Group Satisfied, Legislator Says

Indiana Secretary of State Todd Rokita apologized to a group of black state lawmakers Wednesday for his use of a slavery reference to describe black voting trends, the group's chairman said.

"He apologized to our satisfaction. We do believe he was sincere in his apology," state Rep. Vernon Smith, D-Gary, told reporters after Rokita met privately with 11 members of the Indiana Black Legislative Caucus.

Rokita issued a written statement saying he was grateful for the opportunity to meet with the group and for its members accepting his apology.

"I take to heart the candid, positive conversation, and I look forward to working with all of the members of the Caucus in the future," Rokita said.

During a speech last week at the Daviess County annual Lincoln Day Dinner, Rokita said 90 percent of blacks vote Democrat and questioned why. "How can that be?" Rokita said. "90 to 10. Who's the master and who's the slave in that relationship? How can that be healthy?"

Rokita said Monday that his message about the black vote was meant to encourage the Republican Party to continue its efforts to diversify, in part by reaching out to blacks.

But, he said, "The word choice that I used in one part of those remarks was poor, and if I offended anyone then I ask their forgiveness for what was an insensitive metaphor."

Several black lawmakers said they did not consider that an apology.

Rokita on Tuesday visited radio talk shows and said he would use whatever words necessary -- "sorry," "apologize," or "mea culpa" -- to express remorse for using the slavery reference. He spent about a half-hour on black-oriented radio station WTLC-AM in Indianapolis, and when asked by the program host if he was sorry for the remark, he said, "Absolutely." He said he was trying to be positive and "it came out the wrong way."

Smith said Rokita called him and told him that he wanted to speak individually with each black legislator, but Smith suggested he meet with the Black Caucus as a group instead. He said Rokita rearranged his schedule Wednesday to do so.

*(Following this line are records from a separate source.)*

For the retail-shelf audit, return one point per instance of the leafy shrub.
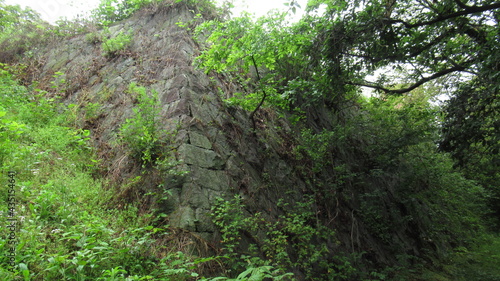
(142, 133)
(113, 46)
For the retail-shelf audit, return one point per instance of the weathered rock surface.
(217, 147)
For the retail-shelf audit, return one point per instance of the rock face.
(219, 151)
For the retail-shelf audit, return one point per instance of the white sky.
(52, 10)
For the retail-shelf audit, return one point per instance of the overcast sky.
(52, 10)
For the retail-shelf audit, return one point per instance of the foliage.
(114, 45)
(110, 11)
(252, 53)
(143, 133)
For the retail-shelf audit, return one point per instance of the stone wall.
(216, 144)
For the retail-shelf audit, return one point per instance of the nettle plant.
(142, 133)
(114, 45)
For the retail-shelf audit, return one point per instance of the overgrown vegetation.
(398, 188)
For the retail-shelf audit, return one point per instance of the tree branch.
(412, 87)
(467, 10)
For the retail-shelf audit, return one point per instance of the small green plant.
(93, 37)
(113, 46)
(142, 133)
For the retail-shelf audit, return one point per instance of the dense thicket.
(383, 199)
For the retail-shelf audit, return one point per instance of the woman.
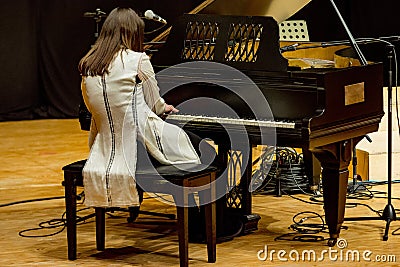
(120, 91)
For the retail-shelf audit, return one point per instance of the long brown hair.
(122, 29)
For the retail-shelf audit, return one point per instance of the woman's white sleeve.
(150, 87)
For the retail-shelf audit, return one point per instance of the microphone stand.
(389, 213)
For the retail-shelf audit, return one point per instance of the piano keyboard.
(231, 121)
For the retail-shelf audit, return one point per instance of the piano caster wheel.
(332, 242)
(133, 214)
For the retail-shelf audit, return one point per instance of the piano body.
(325, 111)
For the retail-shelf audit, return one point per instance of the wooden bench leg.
(70, 207)
(100, 228)
(183, 228)
(207, 198)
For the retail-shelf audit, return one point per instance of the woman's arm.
(150, 88)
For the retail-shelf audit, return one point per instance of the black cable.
(30, 200)
(54, 224)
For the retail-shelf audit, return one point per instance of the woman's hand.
(170, 109)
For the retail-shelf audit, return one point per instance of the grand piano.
(236, 60)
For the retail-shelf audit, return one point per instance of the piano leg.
(335, 159)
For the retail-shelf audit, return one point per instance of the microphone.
(97, 13)
(149, 14)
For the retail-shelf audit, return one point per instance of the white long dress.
(123, 113)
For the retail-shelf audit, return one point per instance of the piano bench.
(193, 178)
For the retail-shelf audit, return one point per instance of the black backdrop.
(43, 40)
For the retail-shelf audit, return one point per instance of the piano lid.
(280, 10)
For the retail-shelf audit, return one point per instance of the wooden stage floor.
(32, 155)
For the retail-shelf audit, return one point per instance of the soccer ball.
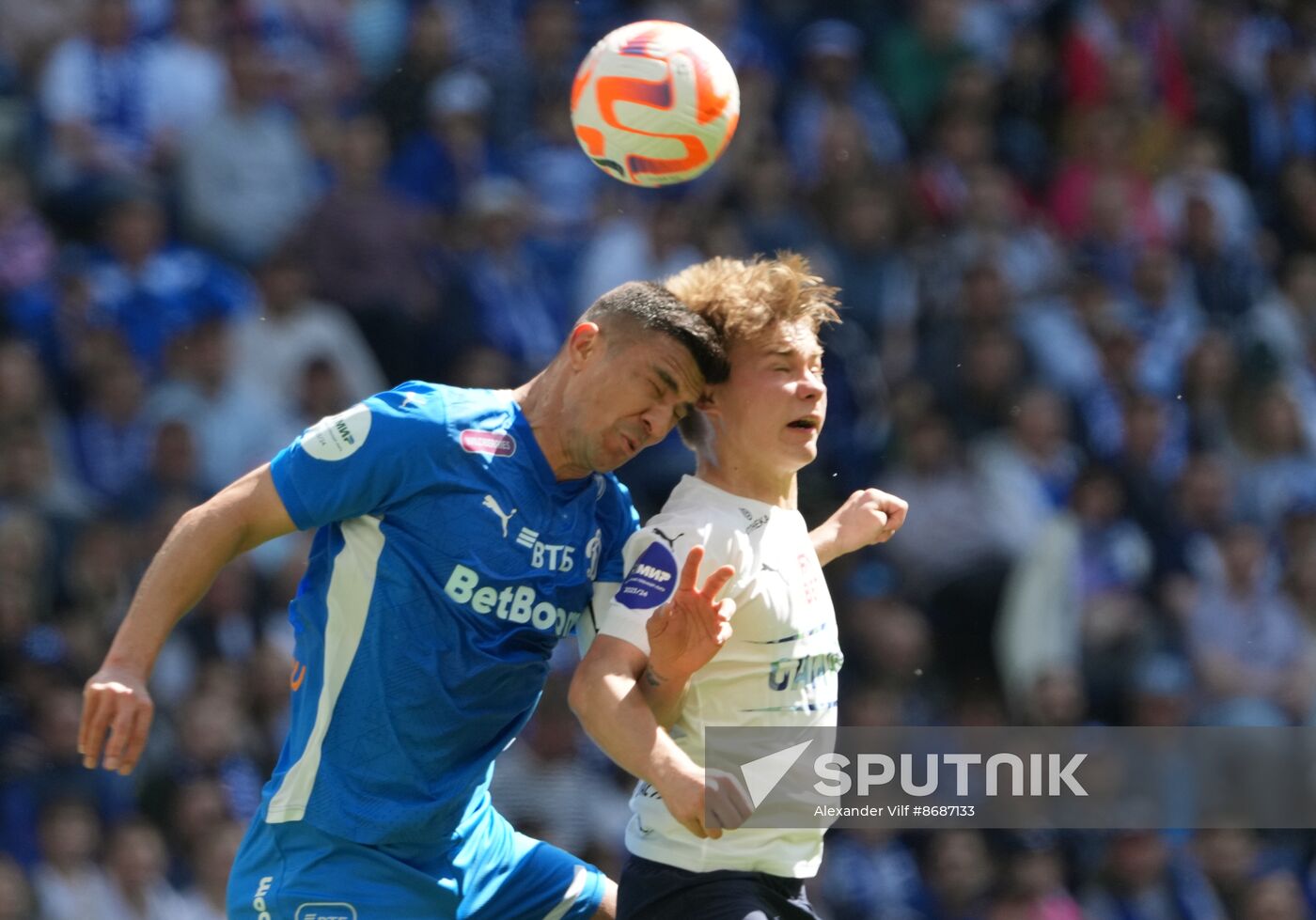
(654, 102)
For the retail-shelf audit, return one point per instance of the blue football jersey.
(447, 564)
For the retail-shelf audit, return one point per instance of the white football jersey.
(779, 667)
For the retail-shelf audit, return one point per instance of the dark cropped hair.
(645, 307)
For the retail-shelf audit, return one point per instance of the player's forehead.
(655, 354)
(785, 338)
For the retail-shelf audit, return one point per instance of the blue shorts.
(296, 871)
(655, 891)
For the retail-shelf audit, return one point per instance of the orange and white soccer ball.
(654, 102)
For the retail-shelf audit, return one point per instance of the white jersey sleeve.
(653, 559)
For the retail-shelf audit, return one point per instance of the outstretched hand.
(116, 702)
(687, 631)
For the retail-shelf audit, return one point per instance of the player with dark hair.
(460, 535)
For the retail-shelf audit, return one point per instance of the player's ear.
(583, 342)
(707, 401)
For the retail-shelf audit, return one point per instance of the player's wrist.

Smith said the group "sensitized" Rokita to some African-American concerns and told him that his office should reflect the diversity of the state. There are 50 whites who work for the office, two blacks, two Asians, one Latino and one Indian, according to the office.

Rokita suggested that the Black Caucus recommend some future employees, according to Smith.

Smith said the group of black legislators considered the matter over, but "we made it pretty crystal clear to him that we don't see ourselves as servants of the Democratic Party."

"We see the Democratic Party as meeting the needs of minorities," Smith said.

Smith said it is time to put the issue of Rokita's remark to rest.

"I think there are greater issues -- education, health, economics for the black community -- that are more important than us spending all this time on a slip of the lip," Smith said. "I do believe that we all make mistakes (and) that if we expect to be forgiven, we need to forgive."